Füll Force — die Kraft hinter James Brown

Füll Force sind sechs muskelbepackte Herren aus Brooklyn, die auf die wohlklingenden Namen Paul Anthony, Shy Shy, B-Fine, Bowlegged Lou, Curt-t-t und Baby Gerry hären. Sie haben sich nicht bloß mit drei eigenen Alben und einigen Tanzhits (z. B. „Alice, I Want You Just For Me“, T985) einen Namen gemacht, sondern auch als Produzenten. Ihre Zusammenarbeit mit Lisa Lisa & Cult Jam brachte der jungen Dame eine ganze Reihe Nummer-1-Hits in den Staaten, von „I Wonder If I Take You Home“ (’85) bis „Lost In Emotion“ (’87). James Browns Plattenfirma brauchte nicht zweimal zu fragen, ob Füll Force auch Lust hätten, mit dem großen alten Mann des Soul ins Studio zu gehen. „Das hätten wir auch für zwei Dollar gemacht“, lacht Bowlegged Lou. „Alles, was wir können, haben wir von IHM gelernt, und jedesmal wenn wir auf Tour sind, hören wir im Bus James Brown-Platten.“

Erst hatten sie etwas Bammel vor ihrem Idol, aber nachdem ihnen Dan Hartman, der Browns letztes Studio-Album GRAVITY betreut hatte, versichern konnte, daß an den Gerüchten über den „schwierigen“ und „autoritären“ James Brown nichts dran sei, bereiteten sie sich fieberhaft auf ihr erstes Treffen mit der lebenden Legende vor.

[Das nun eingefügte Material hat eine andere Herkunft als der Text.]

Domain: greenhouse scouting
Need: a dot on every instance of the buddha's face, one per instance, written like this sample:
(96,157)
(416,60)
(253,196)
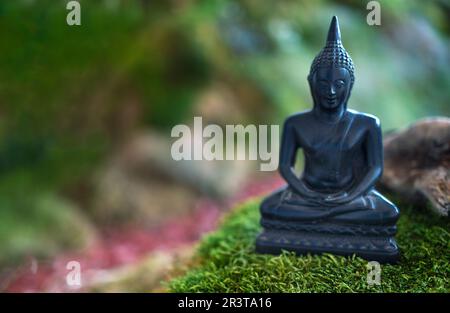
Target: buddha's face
(331,87)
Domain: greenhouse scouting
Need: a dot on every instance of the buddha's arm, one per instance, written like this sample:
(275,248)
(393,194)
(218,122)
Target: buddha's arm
(288,154)
(374,149)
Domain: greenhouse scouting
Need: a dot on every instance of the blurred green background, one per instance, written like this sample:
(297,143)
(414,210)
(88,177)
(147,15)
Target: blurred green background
(71,95)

„James kam ganz allein ins Studio, mit Sonnenbrille und im schwarzen Pelzmantel“, erinnert sich Lou. „Er fragte: ,Centlemen, wie geht’s?‘, und wir wurden richtig ehrfürchtig. Das war mehr als irgendein neues Projekt für uns — wir wollten den Godfather dahin zurückbringen, wo er angefangen hat, und ihm ermöglichen das zu tun, was er am besten kann.“

Und das ist Füll Force mehr als gelungen. Kein Wunder, daß noch mehr namhafte Kundschaft auf der Matte steht: Inzwischen waren sie mit Michaels Schwester LaToya Jackson im Studio, haben beim neuen Album der Weather Girls mitgemischt und Samantha Fox auf die Sprünge geholfen. Nancy Wilson hat ebenfalls Interesse angemeldet, außerdem steht demnächst ein ganz besonderes Duett auf dem Programm: Füll Force und Kiss (jawohl, genau die)!